En mai 2020, la France va s’investir en masse dans la digitalisation de la santé avec l’ouverture du Health Data Hub. Cette plateforme va réunir l’ensemble des bases de données déjà existantes pour les mettre à portée des chercheurs. Elle servira à faire avancer de nombreux projets de recherche.

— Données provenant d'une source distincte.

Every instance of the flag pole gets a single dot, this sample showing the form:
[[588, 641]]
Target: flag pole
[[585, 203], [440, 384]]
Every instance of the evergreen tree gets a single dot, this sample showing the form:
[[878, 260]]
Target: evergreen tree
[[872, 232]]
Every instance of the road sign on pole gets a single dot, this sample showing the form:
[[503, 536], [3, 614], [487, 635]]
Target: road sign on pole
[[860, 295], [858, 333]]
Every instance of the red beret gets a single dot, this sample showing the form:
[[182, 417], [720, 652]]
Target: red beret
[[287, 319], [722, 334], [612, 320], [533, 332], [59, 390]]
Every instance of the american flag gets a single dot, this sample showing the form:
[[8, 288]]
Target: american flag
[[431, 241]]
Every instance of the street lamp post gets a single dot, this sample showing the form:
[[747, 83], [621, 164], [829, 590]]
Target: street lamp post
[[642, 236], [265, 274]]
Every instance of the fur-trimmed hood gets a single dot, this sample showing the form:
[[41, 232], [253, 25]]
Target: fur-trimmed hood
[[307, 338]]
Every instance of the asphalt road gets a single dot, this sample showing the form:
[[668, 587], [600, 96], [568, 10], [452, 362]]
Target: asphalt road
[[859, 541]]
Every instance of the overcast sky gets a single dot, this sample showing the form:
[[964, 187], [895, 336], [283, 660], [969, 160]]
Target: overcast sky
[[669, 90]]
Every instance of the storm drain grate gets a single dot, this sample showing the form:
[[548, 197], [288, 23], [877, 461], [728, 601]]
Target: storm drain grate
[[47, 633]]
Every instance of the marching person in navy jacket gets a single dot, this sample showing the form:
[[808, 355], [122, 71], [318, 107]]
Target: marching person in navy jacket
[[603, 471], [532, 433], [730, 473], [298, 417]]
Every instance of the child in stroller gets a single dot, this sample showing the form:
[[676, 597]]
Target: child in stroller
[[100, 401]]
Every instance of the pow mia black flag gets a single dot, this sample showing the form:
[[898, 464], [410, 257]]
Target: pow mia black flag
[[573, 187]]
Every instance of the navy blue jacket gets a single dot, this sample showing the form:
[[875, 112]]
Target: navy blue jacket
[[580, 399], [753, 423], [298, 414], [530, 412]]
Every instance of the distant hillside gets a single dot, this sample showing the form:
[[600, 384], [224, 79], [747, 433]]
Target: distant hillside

Pour rattraper son retard au niveau mondial dans la digitalisation de la santé, la France a officiellement lancé, début décembre, le Health Data Hub, une plateforme destinée à mettre à la disposition des chercheurs et des entreprises des données de santé de plusieurs millions de personnes. « On parle ici d’une base de données de vie réelle. Objectif : améliorer l’accès à ces données pour que des projets de recherche puissent tester leurs traitements ou d’autres solutions », a expliqué Rémy Choquet, directeur du centre de données médicales chez Roche Pharma.
Un audit de sécurité mené sur l’ensemble du hub avec l’Anssi
Le Health Data Hub sera disponible en mai 2020. Il prendra la succession du système national des données de santé (SNDS) qui ne regroupait qu’une partie des données récoltées. De plus, cette plateforme hébergera les données des passages aux urgences depuis 10 ans et des données fournies par la société française de cardiologie ou encore les informations des 1,5 million de patients versés par l’Institut national sur le cancer.
Protégé par la CNIL, le Health Data Hub se destine aux équipes de recherche ayant développé une application à base d’intelligence artificielle pour les professionnels de santé ou les patients. Ainsi, il aidera à la prévention ou la thérapie en se servant de l’analyse de données.
Pour rassurer tout le monde, le gouvernement a réalisé, avec l’appui de l’agence nationale de sécurité des systèmes d’information (Anssi) un audit de sécurité sur l’ensemble du hub. La structure a soumis la plateforme à « neuf scénarios de cyberattaque », et le bilan se revela « globalement positif ».
Microsoft Azure, « le seul capable de répondre à nos demandes »
Cependant, celà n’a pas suffi à convaincre. Des associations se plaignent que le gouvernement ait choisi l’Américain Microsoft Azure comme prestataire d’hébergement du Health Data Hub. Elles s’alarment notamment des risques de mainmises américaines sur les données françaises, mais aussi d’un phénomène qui s’apparenterait à une « privatisation de la santé ». La directrice du hub Stéphanie Combes à TICsanté a expliqué que la sélection du cloud Azure de Microsoft n’est « pas idéale » mais qu’elle correspond à un « choix d’opportunité » afin « d’aller vite » dans la mise en place de la plateforme.
« Nous avons rencontré tous les acteurs de l’écosystème. Nous avons commencé par les acteurs français : Thalès, OVH, Atos… Aucun n’était en mesure de faire ce que nous demandions. Puis nous avons rencontré Google, Amazon web services (AWS) et Microsoft » et ce dernier était « le seul capable de répondre à nos demandes. On a préféré aller vite pour ne pas prendre de retard et pénaliser la France par rapport aux autres pays, a encore justifié Stéphanie Combes.
Me Pierre Desmarais, lui, a indiqué que la loi américaine peut contraindre des entreprises informatiques nationales à lui à fournir des informations, mais que l’injonction doit concerner un crime ou un acte terrorisme. Donc a priori les données de santé ne sont pas concernées.
Quelques griefs soulevés
Une autre critique concerne la mise à disposition de données à destination d’acteurs privés. Demandera-t-on aux patients leur autorisation pour les diffuser ? Auront-ils un droit de rectification ou de retrait sur la base ? », s’inquiète le collectif La Quadrature du Net.
Enfin, certaines s’inquiètent de la fragilité du système mis en place pour garantir l’anonymat des données. Pour eux, la « pseudonymisation » des données garantit par le ministère de la santé (Drees) ne signifie pas une anonymisation à proprement parler. Ce qui rend théoriquement possible de retrouver l’identité d’une personne en recoupant plusieurs données lui appartenant.
Les plaignants souhaitent donc que les associations de patients seront étroitement associées à la gestion de la base. En posant certains garde-fous, assurément, « nous inventerons la médecine de demain, ici en France. », comme l’espère Emmanuel Macron.